The Americans, along with the United Nations and the West, pursued the implementation of an ideology by political, military and economic means.  They ignored the tribal nature of the Taliban and forgot their own history so now the Taliban, an ethnically[3] based movement of the Pashtuns, will most likely be declared the winner of the War in Afghanistan 20 years after the infamous 911 attacks on New York City.

The Plan

Bagram Airbase was a sprawling complex that was the headquarters and hub of US military activity in Afghanistan.  It grew over the years to house tens of thousands of US soldiers and friendly forces in the fight to subdue the Taliban and impose Liberalism on the country.  Abandoned by the Americans in the middle of the night a few days before General Miller’s resignation, and with the Taliban surging throughout Afghanistan, Bagram is now a symbol of Liberalism’s defeat.

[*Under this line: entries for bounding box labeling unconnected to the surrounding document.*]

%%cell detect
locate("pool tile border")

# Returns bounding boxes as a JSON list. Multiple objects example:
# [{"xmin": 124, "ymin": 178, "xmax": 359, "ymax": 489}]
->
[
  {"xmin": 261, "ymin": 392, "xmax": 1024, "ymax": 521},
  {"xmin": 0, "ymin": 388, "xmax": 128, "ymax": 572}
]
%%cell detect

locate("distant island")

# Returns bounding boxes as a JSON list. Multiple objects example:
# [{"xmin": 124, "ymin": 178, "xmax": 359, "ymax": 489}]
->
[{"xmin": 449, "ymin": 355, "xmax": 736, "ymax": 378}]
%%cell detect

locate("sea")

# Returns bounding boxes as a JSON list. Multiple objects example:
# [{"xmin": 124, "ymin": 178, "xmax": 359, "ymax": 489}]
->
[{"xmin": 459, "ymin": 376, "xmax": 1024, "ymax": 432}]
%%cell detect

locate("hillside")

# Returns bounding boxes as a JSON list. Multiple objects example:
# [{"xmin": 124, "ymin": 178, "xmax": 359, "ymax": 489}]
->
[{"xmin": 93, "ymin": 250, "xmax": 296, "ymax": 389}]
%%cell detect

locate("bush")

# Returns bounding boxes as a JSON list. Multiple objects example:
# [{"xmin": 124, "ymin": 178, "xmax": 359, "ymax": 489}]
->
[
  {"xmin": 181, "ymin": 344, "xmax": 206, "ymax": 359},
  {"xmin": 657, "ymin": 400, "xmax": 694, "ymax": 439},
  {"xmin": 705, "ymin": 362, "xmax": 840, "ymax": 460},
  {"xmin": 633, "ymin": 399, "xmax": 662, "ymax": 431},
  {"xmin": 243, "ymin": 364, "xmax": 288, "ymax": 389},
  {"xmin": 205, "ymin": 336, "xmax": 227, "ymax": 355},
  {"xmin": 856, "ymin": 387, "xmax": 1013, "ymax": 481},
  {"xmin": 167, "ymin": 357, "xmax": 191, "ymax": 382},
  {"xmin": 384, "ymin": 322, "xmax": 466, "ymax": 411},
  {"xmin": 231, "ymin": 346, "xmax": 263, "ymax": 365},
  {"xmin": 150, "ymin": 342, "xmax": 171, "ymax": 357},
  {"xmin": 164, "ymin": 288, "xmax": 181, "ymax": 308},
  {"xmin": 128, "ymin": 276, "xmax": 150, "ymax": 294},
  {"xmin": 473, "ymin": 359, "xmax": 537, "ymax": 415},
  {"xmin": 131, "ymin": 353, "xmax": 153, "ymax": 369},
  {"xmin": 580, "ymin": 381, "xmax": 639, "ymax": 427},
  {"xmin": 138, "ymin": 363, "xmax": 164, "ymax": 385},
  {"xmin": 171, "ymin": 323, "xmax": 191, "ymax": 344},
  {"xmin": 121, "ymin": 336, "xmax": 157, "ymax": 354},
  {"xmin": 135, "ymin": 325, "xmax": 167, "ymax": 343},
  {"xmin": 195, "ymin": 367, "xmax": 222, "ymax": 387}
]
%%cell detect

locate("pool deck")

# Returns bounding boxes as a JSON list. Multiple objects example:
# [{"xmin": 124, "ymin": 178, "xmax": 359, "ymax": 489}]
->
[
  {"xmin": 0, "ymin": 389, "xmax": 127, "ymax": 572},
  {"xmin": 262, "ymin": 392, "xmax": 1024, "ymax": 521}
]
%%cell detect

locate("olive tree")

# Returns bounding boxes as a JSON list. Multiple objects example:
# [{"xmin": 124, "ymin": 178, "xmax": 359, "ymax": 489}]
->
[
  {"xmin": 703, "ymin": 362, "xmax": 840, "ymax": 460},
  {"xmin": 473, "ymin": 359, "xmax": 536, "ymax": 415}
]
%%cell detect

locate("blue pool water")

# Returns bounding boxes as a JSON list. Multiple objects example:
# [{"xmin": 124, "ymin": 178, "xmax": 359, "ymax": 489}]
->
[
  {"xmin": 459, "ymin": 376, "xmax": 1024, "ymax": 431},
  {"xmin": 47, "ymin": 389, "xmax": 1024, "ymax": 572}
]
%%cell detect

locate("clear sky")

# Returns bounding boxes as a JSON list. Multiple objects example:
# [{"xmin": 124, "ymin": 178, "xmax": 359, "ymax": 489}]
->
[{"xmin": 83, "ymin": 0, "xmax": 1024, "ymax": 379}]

The US Army was headquartered at Bagram and the US forces worked the United Nations which had a mission in Kabul called the United Nations Assistance Mission Afghanistan (UNAMA).  UNAMA and the US worked together in implementing complementary mandates for Afghanistan.[4]  The UN effort (supported by the US) was officially three pronged: pacification or elimination of any armed resistance, institution of political institutions along the lines of the West, and implementation of an economic infrastructure based on capitalism.  The three catchwords that summarized the effort were security, governance, and sustainability.

Necessary to all of this was the proper foundational document, or the Constitution of the Islamic Republic of Afghanistan, and something called the Afghan National Development Strategy or ANDS.  The Constitution made sure to undermine Islam as any sort of unifying system of social organization.  ANDS was a continuation of the doctrinal or ideological warfare formally launched by the US Government in the early 1950s as was explained in John Courtney Murray, Time/Life and The American Proposition.  Both documents designed a system that was supposed to put real power in private hands while altering society.  Liberalism subverts religion whether it be Catholicism or Islam, for an independent strong religion is always a danger to the capitalist spirit as Amintore Fanfani would argue.  Liberalism is also supposed to put real power in private hands by weakening the government because a second great enemy of the capitalist spirit is a strong, independent government that has the real power in society.  And Liberalism, as a means of social organization, changes traditional societies thereby opening them up to more economic activity or as some might say economic exploitation.  All of that proved unacceptable to the Pashtuns (and a few others) in Afghanistan because their ethnic and tribal identities remained too strong.   The idea of “civil society” meaning the elevation of the individual to preeminence was viewed as a danger by the Pashtuns

The Afghan Constitution contains a provision seemingly supporting Islam as the state religion but it advances the principles of Liberalism.  It is a mechanism by which to secularize the national society in a pluralistic country – a situation the Americans faced more than two hundred years earlier.  This will lead to the watering down of Islam, or its control by the powerful private interest whether they be local or global.  It is the same situation we face in the US, only it was Christianity that was watered down.

Article One of the Afghan Constitution states that “Afghanistan is an Islamic Republic independent, unitary and indivisible state.”  In the very next article, Article Two, it is written that while the “religion of Afghanistan is the sacred religion of Islam,” the “Followers of other religions are free to perform their religious rites within the limits of the provisions of law.”  The mischief comes in with that term “law” because nowhere in the Constitution, which consists of twelve chapters and 160 articles (at least as of 2008), is there any mention of Shariah, an odd result for a country that formally and fundamentally claims to be Islamic.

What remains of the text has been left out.